How are we going to do that? We could trim chat history to the last 10 messages and we need a logic to keep System Prompt [0]. So we grab only the latest 9 messages.

############################
# 2.1 Trim History to Last 10 Messages
$maxHistory = 10
if ($messages.Count -gt $maxHistory) {
    # Keep the System Prompt [0] It is important for conversation moving forward
    # Then grab only the latest 9 messages
    $messages = @($messages[0]) + @($messages[-($maxHistory - 1)..-1])
}
############################

GPTCompletionWithMaxHistory.ps1 (COMPLETE SCRIPT)

# 1. Configuration & Persistence
$historyFile = "chat_history.json"
$endpoint = "[TARGET URI FROM PREVIOUS STEP]"

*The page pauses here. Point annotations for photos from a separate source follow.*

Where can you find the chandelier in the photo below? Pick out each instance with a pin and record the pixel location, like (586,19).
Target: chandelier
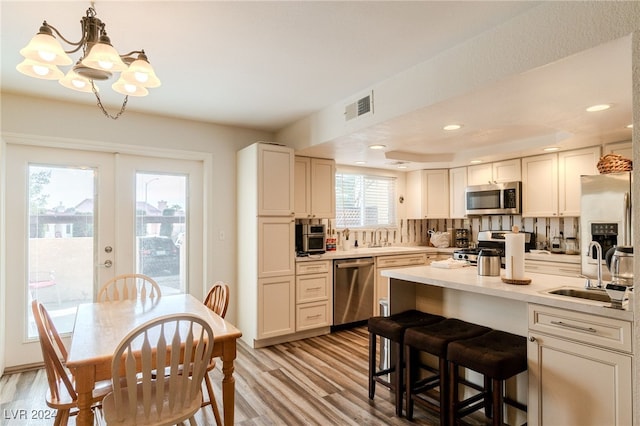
(99,61)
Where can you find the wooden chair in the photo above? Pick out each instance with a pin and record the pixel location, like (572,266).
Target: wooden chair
(61,395)
(217,300)
(129,287)
(160,399)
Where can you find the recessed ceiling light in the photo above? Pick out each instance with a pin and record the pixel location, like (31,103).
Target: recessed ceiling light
(452,127)
(600,107)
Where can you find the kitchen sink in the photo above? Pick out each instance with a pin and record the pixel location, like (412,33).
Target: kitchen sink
(597,295)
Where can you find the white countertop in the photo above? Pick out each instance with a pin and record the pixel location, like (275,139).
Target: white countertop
(371,252)
(386,251)
(467,279)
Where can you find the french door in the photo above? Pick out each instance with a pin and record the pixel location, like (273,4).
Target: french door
(77,218)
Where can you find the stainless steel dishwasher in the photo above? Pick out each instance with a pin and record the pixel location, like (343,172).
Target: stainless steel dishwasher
(353,281)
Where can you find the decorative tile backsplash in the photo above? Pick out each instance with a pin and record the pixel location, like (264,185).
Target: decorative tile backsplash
(415,232)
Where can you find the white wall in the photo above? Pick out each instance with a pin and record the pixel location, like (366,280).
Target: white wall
(33,118)
(541,35)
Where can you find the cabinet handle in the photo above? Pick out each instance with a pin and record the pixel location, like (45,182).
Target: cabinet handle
(575,327)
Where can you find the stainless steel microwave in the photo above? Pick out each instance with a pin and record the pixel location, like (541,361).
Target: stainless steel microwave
(313,238)
(496,198)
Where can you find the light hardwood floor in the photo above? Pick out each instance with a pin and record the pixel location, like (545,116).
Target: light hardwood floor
(318,381)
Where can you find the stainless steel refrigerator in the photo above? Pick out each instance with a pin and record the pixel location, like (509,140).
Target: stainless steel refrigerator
(605,217)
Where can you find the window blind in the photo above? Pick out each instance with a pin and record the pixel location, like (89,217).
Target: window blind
(364,201)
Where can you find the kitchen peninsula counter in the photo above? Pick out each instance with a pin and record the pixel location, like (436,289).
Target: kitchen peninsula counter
(373,252)
(467,280)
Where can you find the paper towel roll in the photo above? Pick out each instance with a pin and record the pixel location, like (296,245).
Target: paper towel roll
(514,256)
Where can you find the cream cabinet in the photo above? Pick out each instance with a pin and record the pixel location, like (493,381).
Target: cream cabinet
(314,188)
(571,165)
(457,186)
(499,171)
(276,239)
(579,368)
(275,180)
(265,242)
(540,186)
(427,194)
(276,302)
(551,182)
(314,295)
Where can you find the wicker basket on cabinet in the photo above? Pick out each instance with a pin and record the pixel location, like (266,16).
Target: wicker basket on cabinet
(612,163)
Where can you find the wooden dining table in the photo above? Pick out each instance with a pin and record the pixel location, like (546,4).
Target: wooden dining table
(99,328)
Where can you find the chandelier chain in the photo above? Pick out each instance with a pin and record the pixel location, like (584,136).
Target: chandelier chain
(104,111)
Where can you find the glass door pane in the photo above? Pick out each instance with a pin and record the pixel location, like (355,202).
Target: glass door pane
(161,229)
(60,244)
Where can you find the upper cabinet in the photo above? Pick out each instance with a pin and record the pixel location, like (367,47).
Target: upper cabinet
(427,194)
(551,182)
(457,186)
(571,165)
(275,180)
(314,188)
(540,185)
(500,171)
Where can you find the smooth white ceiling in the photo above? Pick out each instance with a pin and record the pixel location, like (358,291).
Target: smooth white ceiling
(265,65)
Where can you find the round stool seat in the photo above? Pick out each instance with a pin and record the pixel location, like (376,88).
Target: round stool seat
(496,354)
(435,338)
(394,326)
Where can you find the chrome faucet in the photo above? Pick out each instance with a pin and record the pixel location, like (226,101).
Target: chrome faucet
(598,248)
(376,243)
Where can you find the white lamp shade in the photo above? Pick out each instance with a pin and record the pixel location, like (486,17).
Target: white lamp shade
(39,70)
(45,48)
(141,73)
(77,82)
(104,57)
(123,87)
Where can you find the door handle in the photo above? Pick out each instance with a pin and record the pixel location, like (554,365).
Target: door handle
(107,264)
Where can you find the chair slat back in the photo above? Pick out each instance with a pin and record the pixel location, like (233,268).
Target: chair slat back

# 2. Initialize or Load History
if (Test-Path $historyFile) {
    Write-Host "Loading existing conversation history..." -ForegroundColor Cyan
    $messages = Get-Content $historyFile | ConvertFrom-Json
} else {
    Write-Host "Starting a new conversation..." -ForegroundColor Cyan
    $messages = @(
        @{ role = "system"; content = "You are a helpful assistant." }
    )
}


############################
# 2.1 Trim History to Last 10 Messages
$maxHistory = 5
if ($messages.Count -gt $maxHistory) {
    # Keep the System Prompt [0] It is important for conversation moving forward
    # Then grab only the latest 9 messages
    $messages = @($messages[0]) + @($messages[-($maxHistory - 1)..-1])
}
############################


# 3. Get User Input
$userInput = Read-Host "`nYou"
if ([string]::IsNullOrWhiteSpace($userInput)) { return }

# Append User Message
$messages += @{ role = "user"; content = $userInput }

# 4. Get Auth Token (Using Azure CLI)
$tokenResponse = az account get-access-token --resource https://cognitiveservices.azure.com/ | ConvertFrom-Json
$headers = @{
    "Authorization" = "Bearer $($tokenResponse.accessToken)"
    "Content-Type"  = "application/json"
}

# 5. Prepare Payload
$body = @{
    messages = $messages
    max_tokens = 800
    temperature = 0.7
} | ConvertTo-Json -Depth 10

# 6. Call API
try {
    $response = Invoke-RestMethod -Uri $endpoint -Method Post -Headers $headers -Body $body
    $GPTReply = $response.choices[0].message.content

    # Show Assistant Reply
    Write-Host "`nGPT: " -NoNewline -ForegroundColor Green
    Write-Host $GPTReply

    # 7. Update History and Save to File
    $messages += @{ role = "assistant"; content = $GPTReply }
    $messages | ConvertTo-Json -Depth 10 | Set-Content $historyFile
    Write-Host "`n[History saved to $historyFile]" -ForegroundColor Gray

}
catch {
    Write-Error "Request failed: $_"
}

Conclusion

LLMs don’t remember conversations, applications do.

By understanding how chat history is constructed and sent to the model, you can build AI solutions that are predictable, efficient, and cost-aware. With PowerShell and Microsoft Foundry, even simple scripts can demonstrate the core architectural patterns behind modern AI chat systems.